From: Jeff Layton <jlayton@kernel.org>
To: Li Lingfeng <lilingfeng3@huawei.com>,
chuck.lever@oracle.com, neil@brown.name, okorniev@redhat.com,
Dai.Ngo@oracle.com, tom@talpey.com, linux-nfs@vger.kernel.org,
linux-kernel@vger.kernel.org
Cc: yukuai1@huaweicloud.com, houtao1@huawei.com, yi.zhang@huawei.com,
yangerkun@huawei.com, lilingfeng@huaweicloud.com,
zhangjian496@huawei.com
Subject: Re: [PATCH] nfsd: remove long-standing revoked delegations by force
Date: Tue, 02 Sep 2025 10:29:37 -0400 [thread overview]

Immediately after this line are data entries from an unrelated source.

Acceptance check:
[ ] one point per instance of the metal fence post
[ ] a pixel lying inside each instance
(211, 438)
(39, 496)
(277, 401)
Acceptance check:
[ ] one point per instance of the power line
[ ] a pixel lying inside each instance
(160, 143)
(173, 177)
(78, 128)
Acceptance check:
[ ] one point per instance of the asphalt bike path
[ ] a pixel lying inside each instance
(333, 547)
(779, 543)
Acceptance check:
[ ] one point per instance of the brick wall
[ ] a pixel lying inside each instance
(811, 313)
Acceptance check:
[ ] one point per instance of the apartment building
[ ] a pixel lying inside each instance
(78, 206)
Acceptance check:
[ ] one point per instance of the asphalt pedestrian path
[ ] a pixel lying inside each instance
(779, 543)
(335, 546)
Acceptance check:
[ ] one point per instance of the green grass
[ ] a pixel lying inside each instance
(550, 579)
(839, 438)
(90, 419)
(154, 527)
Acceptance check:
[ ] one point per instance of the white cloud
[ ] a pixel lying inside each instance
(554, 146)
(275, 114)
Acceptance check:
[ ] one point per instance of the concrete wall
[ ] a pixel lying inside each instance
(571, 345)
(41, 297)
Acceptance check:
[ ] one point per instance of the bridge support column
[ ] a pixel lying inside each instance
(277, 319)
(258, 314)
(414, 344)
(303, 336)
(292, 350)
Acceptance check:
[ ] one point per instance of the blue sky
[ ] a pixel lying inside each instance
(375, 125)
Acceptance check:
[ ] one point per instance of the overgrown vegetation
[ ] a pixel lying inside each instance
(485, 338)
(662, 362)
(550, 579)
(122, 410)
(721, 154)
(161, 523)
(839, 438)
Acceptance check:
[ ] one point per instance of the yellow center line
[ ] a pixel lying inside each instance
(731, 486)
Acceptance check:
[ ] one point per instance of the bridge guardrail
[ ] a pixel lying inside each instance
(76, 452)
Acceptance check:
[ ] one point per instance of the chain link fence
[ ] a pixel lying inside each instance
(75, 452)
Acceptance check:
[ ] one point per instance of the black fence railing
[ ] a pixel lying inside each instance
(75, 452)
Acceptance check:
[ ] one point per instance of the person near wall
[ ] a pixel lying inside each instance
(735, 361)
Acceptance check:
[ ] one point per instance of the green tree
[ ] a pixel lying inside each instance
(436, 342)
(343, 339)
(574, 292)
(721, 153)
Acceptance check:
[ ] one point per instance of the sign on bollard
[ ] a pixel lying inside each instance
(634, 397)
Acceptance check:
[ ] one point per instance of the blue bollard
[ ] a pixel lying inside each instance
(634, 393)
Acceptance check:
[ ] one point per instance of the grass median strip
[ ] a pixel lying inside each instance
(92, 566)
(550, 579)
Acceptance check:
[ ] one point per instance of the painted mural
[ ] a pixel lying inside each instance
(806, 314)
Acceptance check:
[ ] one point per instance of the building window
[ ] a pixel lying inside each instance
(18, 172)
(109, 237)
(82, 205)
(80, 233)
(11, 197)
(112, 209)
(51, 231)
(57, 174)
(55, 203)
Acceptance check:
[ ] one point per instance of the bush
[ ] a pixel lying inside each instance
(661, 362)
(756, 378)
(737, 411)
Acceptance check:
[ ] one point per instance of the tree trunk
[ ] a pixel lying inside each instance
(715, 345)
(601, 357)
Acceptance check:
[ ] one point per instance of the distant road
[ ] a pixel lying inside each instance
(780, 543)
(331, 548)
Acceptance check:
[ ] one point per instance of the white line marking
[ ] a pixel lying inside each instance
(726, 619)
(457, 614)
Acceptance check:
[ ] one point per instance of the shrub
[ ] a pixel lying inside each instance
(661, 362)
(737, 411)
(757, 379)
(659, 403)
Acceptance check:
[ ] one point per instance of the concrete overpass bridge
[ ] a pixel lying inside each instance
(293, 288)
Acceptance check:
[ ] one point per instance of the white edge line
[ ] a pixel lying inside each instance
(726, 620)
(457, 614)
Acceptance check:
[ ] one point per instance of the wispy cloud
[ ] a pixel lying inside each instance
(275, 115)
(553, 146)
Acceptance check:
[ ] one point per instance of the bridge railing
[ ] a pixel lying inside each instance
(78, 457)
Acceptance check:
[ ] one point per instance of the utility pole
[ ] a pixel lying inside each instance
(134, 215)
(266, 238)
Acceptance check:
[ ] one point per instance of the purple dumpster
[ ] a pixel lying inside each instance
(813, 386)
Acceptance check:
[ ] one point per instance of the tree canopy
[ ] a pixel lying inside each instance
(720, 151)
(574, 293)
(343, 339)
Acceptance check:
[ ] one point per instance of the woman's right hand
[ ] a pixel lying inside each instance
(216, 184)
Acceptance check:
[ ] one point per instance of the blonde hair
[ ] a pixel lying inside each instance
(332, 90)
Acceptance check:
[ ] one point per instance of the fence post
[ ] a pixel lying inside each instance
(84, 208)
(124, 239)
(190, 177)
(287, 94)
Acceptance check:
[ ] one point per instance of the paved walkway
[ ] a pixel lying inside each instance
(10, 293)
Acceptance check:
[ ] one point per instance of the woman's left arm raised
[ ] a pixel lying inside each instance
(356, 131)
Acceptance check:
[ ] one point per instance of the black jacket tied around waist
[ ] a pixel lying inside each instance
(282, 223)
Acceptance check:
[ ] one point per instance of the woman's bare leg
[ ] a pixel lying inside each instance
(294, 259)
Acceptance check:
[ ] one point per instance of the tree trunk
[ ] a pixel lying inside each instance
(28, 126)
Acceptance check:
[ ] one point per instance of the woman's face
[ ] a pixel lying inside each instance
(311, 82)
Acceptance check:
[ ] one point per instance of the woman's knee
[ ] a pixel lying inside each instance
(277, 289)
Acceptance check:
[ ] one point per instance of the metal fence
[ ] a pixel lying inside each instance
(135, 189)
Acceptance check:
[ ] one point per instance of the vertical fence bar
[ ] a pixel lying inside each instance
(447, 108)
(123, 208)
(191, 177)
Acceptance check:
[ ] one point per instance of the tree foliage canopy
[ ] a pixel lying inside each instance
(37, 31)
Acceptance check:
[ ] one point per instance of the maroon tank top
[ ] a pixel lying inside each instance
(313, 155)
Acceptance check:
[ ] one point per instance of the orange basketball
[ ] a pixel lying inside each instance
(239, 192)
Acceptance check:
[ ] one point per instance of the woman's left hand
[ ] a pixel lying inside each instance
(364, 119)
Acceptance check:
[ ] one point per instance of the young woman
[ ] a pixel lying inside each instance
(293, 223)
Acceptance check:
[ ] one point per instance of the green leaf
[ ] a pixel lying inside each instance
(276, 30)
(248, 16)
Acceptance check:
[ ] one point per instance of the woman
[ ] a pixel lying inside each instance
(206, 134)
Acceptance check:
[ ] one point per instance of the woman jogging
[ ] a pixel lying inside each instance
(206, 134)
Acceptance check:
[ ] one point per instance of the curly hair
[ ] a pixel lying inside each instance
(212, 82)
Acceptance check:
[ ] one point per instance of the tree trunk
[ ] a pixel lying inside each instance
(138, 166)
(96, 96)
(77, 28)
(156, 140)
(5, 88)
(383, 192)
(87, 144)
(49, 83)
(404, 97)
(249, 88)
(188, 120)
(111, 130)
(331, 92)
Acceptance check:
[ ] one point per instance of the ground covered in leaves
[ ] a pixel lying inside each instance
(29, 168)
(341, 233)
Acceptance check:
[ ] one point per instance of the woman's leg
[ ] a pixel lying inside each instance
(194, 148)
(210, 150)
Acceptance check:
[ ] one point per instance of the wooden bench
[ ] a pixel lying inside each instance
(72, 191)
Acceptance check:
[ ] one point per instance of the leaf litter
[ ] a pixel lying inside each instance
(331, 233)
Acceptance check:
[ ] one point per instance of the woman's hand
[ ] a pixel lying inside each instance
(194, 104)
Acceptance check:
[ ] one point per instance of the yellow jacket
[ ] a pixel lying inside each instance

Message-ID: <7f0c2dfbcebcacef8afa0b8d7cbdd6d84296cbcb.camel@kernel.org> (raw)
In-Reply-To: <c5869e23-5294-4757-a757-868748b3bc65@huawei.com>
On Tue, 2025-09-02 at 22:21 +0800, Li Lingfeng wrote:
> 在 2025/9/2 21:40, Jeff Layton 写道:
> > On Tue, 2025-09-02 at 20:10 +0800, Li Lingfeng wrote:
> > > Hi,
> > >
> > > 在 2025/9/2 18:21, Jeff Layton 写道:
> > > > On Tue, 2025-09-02 at 10:22 +0800, Li Lingfeng wrote:
> > > > > When file access conflicts occur between clients, the server recalls
> > > > > delegations. If the client holding delegation fails to return it after
> > > > > a recall, nfs4_laundromat adds the delegation to cl_revoked list.
> > > > > This causes subsequent SEQUENCE operations to set the
> > > > > SEQ4_STATUS_RECALLABLE_STATE_REVOKED flag, forcing the client to
> > > > > validate all delegations and return the revoked one.
> > > > >
> > > > > However, if the client fails to return the delegation due to a timeout
> > > > > after receiving the recall or a server bug, the delegation remains in the
> > > > > server's cl_revoked list. The client marks it revoked and won't find it
> > > > > upon detecting SEQ4_STATUS_RECALLABLE_STATE_REVOKED. This leads to a loop:
> > > > > the server persistently sets SEQ4_STATUS_RECALLABLE_STATE_REVOKED, and the
> > > > > client repeatedly tests all delegations, severely impacting performance
> > > > > when numerous delegations exist.
> > > > >
> > > > It is a performance impact, but I don't get the "loop" here. Are you
> > > > saying that this problem compounds itself? That testing all delegations
> > > > causes others to be revoked?
> > > The delegation will be removed from server->delegations in client after
> > > NFSPROC4_CLNT_DELEGRETURN is performed.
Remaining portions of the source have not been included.